Bürgerprojektgruppe Merl-Steinbüchel
Bürger fordern Wiederherstellung der Fußgängerampel Mittelstraße
Merl-Steinbüchel. Die Sprecher der Bürgerprojektgruppe Merl-Steinbüchel, Peter Stumph und Karl-Peter Hölzel, haben heute Bürgermeister Bert Spilles den von 440 Einwohnern unterschriebenen Bürgerantrag zur Verkehrssicherheit an den Rat der Stadt Meckenheim im Rathaus übergeben, mit dem gefordert wird,
„… dass die Ampelanlage an der Mittelstraße (Herold-Passage/Haus Baden) - zur Wiederherstellung des sicheren Fußgängerüberweges (FGÜ) - instandgesetzt und in Betrieb genommen wird.

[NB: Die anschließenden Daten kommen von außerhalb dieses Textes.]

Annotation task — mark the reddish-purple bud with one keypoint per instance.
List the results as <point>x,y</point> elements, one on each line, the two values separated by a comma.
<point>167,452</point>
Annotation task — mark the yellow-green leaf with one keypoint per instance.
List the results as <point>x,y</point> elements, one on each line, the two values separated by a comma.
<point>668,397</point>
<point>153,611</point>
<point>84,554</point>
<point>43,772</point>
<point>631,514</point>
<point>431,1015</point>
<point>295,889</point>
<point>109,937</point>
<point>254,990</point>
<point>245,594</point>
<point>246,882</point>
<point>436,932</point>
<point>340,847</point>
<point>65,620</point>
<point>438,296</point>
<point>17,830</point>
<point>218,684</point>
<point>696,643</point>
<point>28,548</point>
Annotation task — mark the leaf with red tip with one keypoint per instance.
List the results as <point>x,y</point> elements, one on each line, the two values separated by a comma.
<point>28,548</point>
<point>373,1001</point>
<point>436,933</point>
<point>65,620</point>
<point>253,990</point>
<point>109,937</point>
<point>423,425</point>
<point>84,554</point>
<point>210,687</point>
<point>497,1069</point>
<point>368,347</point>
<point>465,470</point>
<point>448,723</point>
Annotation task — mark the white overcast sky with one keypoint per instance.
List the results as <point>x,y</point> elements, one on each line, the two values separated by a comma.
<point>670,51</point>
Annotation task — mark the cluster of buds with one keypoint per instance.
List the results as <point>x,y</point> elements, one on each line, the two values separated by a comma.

Die dafür erforderlichen Kosten sind aus den Zuwendungen für Infrastrukturmaßnahmen eines Investors (Nahversorgers) an die Stadt zu bestreiten.“
In der Begründung des Bürgerantrages wird ausgeführt:
Seit Mai 2012 ist die seit 1980 bestehende vorgenannte Verkehrsampelanlage nicht mehr in Betrieb. Bestehende provisorische wie auch andere angedachte Lösungen treten hinter die Verkehrssicherheit der seit 33 Jahren bewährten Verkehrsampelanlage zurück.
Mit dem Bürgerantrag wird aus Verkehrssicherheitsgründen die Instandsetzung und Inbetriebnahme der Verkehrsampelanlage im wohlverstandenen Interesse der Fußgänger und letztlich auch Autofahrer geltend gemacht.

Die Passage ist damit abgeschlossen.